A well-hidden feature of OB's SMILES writer is support for writing SMILES strings that represent fragments of a molecule. For example, if we read the SMILES string "CC(=O)Cl" but on writing specify the fragment containing the first two atoms, we get just "CC".

In OB 2.3.2 (coming soon), this can be done with the "F" SMILES output option:
obabel -:"CC(=O)Cl" -osmi -xF "1 2"
...but is a bit more awkward with OB 2.3.1:
obabel -:"CC(=O)Cl" -osmi
       --property SMILES_Fragment "[ 1 2 ]"
If you specify atoms that are not connected, you get a dot-disconnected representation:
> obabel -:"CC(=O)Cl" -osmi -xF "1 4"
C.Cl
So far that's pretty much as expected. But now, let's push it a bit. How about fragments that involve an "aromatic" atom?
> obabel -:"c1ccccc1F" -osmi -xF "6 7"
cF
Mmmm....interesting. Clearly this isn't a valid SMILES string. In fact, none of these "fragment SMILES" are proper SMILES strings - well, they may be valid SMILES but those SMILES do not have the same meaning. In short, the SMILES format does not support fragments.
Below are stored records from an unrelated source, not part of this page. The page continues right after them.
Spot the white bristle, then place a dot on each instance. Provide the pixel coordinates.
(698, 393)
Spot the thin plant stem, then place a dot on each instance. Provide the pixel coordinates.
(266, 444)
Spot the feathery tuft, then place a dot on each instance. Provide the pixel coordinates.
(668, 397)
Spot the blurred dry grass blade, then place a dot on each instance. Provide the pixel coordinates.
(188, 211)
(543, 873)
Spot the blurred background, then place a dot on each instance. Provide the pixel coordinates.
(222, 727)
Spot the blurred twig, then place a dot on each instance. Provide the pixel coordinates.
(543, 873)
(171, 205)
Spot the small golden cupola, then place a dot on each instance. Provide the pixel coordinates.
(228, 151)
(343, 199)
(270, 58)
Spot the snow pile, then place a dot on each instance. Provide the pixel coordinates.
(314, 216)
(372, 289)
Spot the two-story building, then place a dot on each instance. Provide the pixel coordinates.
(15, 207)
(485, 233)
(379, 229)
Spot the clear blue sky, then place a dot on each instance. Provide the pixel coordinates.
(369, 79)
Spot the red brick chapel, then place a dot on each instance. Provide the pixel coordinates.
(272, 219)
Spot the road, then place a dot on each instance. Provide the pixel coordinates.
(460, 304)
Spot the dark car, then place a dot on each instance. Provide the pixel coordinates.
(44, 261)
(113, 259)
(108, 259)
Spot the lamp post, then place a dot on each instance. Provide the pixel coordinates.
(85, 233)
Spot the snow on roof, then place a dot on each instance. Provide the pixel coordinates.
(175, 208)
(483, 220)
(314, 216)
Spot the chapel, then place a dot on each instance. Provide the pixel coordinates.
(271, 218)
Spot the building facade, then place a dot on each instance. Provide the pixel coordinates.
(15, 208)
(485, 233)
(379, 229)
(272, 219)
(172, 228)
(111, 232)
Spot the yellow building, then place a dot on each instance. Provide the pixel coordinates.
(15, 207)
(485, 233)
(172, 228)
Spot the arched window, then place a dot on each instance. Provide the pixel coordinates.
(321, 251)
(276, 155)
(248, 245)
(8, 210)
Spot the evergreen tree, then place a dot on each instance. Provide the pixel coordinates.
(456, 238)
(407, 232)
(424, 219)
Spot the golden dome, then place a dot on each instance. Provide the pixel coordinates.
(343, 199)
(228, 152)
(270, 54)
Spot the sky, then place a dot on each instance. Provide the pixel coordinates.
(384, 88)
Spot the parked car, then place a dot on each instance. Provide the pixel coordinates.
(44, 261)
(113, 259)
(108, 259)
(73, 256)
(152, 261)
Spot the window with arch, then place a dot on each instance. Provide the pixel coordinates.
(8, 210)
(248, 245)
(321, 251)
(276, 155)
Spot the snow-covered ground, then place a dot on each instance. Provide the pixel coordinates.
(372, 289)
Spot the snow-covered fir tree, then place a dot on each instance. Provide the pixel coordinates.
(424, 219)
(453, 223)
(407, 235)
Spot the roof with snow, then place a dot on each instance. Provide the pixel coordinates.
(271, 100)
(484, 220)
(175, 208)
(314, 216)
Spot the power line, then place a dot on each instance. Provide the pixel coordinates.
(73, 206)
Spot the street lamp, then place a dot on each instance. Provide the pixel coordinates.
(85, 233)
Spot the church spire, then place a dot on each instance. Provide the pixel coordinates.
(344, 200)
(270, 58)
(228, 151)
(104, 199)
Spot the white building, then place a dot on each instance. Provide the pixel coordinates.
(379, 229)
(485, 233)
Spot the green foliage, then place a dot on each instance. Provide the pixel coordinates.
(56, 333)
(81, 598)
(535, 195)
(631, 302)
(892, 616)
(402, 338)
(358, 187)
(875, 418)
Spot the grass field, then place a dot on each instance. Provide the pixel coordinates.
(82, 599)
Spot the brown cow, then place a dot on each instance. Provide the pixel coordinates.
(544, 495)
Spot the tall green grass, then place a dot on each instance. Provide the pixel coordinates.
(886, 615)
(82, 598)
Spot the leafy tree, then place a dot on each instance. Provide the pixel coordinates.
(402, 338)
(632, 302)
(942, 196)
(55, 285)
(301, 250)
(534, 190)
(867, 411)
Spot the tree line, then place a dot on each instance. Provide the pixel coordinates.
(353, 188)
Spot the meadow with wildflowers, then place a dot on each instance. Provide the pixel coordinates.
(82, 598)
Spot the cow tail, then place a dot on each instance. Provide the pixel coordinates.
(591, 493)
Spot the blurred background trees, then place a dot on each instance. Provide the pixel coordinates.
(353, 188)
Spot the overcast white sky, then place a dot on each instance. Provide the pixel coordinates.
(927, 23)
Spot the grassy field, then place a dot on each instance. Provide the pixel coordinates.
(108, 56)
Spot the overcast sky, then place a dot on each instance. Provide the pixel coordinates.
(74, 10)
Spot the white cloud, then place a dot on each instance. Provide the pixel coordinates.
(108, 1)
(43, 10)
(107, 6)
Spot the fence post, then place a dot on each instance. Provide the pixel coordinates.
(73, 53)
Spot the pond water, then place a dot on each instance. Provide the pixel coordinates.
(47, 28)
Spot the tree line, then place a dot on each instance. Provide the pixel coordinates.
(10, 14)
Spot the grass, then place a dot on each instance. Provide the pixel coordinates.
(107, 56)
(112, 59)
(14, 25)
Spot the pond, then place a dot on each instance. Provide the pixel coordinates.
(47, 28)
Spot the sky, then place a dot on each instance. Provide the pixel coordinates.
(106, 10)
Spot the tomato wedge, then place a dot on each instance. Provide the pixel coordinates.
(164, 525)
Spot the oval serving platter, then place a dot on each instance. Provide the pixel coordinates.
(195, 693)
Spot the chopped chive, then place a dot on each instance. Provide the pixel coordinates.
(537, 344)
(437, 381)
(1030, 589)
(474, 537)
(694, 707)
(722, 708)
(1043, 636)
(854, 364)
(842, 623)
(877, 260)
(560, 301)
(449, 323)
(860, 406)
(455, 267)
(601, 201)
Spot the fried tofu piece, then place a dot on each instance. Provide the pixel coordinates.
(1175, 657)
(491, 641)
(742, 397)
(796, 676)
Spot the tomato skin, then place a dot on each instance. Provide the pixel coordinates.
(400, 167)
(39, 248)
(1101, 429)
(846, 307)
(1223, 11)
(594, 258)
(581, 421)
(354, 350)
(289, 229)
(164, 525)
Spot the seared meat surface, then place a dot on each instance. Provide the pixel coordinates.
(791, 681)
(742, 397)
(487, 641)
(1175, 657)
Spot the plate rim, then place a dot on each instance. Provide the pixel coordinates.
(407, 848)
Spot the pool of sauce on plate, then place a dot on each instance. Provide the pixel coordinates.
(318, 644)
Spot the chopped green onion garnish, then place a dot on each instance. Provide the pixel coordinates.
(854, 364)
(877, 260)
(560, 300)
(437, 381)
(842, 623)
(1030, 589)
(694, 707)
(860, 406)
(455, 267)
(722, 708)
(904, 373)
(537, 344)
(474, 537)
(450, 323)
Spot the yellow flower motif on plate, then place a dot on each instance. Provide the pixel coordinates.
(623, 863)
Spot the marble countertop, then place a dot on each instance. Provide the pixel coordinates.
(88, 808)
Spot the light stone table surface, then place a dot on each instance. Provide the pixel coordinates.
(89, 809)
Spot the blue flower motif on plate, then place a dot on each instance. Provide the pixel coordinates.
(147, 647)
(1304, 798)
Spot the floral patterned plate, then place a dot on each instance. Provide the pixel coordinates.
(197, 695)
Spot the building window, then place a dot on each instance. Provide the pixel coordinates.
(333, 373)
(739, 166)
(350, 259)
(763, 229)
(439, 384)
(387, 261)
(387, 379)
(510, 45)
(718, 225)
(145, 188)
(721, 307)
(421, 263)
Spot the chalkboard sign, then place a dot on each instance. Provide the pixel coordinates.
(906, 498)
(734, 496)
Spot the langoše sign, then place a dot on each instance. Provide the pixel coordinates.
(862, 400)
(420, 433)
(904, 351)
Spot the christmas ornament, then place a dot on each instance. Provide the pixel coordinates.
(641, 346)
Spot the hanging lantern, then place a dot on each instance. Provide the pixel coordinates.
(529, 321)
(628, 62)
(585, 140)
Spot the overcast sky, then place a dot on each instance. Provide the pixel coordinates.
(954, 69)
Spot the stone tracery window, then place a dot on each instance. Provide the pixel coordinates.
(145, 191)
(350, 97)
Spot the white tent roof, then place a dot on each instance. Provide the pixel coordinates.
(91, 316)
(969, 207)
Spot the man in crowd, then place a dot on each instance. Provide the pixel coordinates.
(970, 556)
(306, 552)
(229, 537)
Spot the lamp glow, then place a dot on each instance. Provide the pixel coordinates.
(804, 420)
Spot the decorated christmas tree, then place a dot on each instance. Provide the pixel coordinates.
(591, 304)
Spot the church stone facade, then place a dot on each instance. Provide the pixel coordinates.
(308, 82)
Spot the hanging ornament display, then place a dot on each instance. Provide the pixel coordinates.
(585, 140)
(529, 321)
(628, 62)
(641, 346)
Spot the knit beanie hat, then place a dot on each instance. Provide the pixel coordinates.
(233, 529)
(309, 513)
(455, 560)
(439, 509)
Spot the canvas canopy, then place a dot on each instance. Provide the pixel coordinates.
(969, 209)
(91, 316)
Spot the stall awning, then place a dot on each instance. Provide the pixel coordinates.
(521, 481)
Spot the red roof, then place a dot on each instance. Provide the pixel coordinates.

So what's the point of these? Well, let's consider the canonicalised version, e.g.
>obabel -:O=C(Cl)C
        --property SMILES_Fragment "[ 1 2 ]" -ocan
C=O
Now imagine that you want to create a fragment-based fingerprint; all you need to do is generate the corresponding canonical fragment SMILES and hash them. Job done.

Another potential use would be to...oh oh...dinner time...you'll have to use your imagination. Before I go, just to note that credit for this feature, and most of the SMILES writer indeed, goes to Craig James.

5 comments:

timvdm said...

Although the example with the aromatic atom is not a valid SMARTS, this is actually a useful feature. I used this to enumerate the unique subgraphs in the PubChem database.

timvdm said...

SMARTS should be SMILES...

baoilleach said...

Ah! - is that how you did it. For others, here's the link to your post.

Andrew Dalke said...

Tim pointed that out to me, but in my enumeration for the MCS code I needed the ability to select which bonds to include as well. RDKit (now) supports that feature, but OB doesn't.

baoilleach said...

One upped again! :-) I might look into that. If you specify the bonds, are the corresponding atoms also included?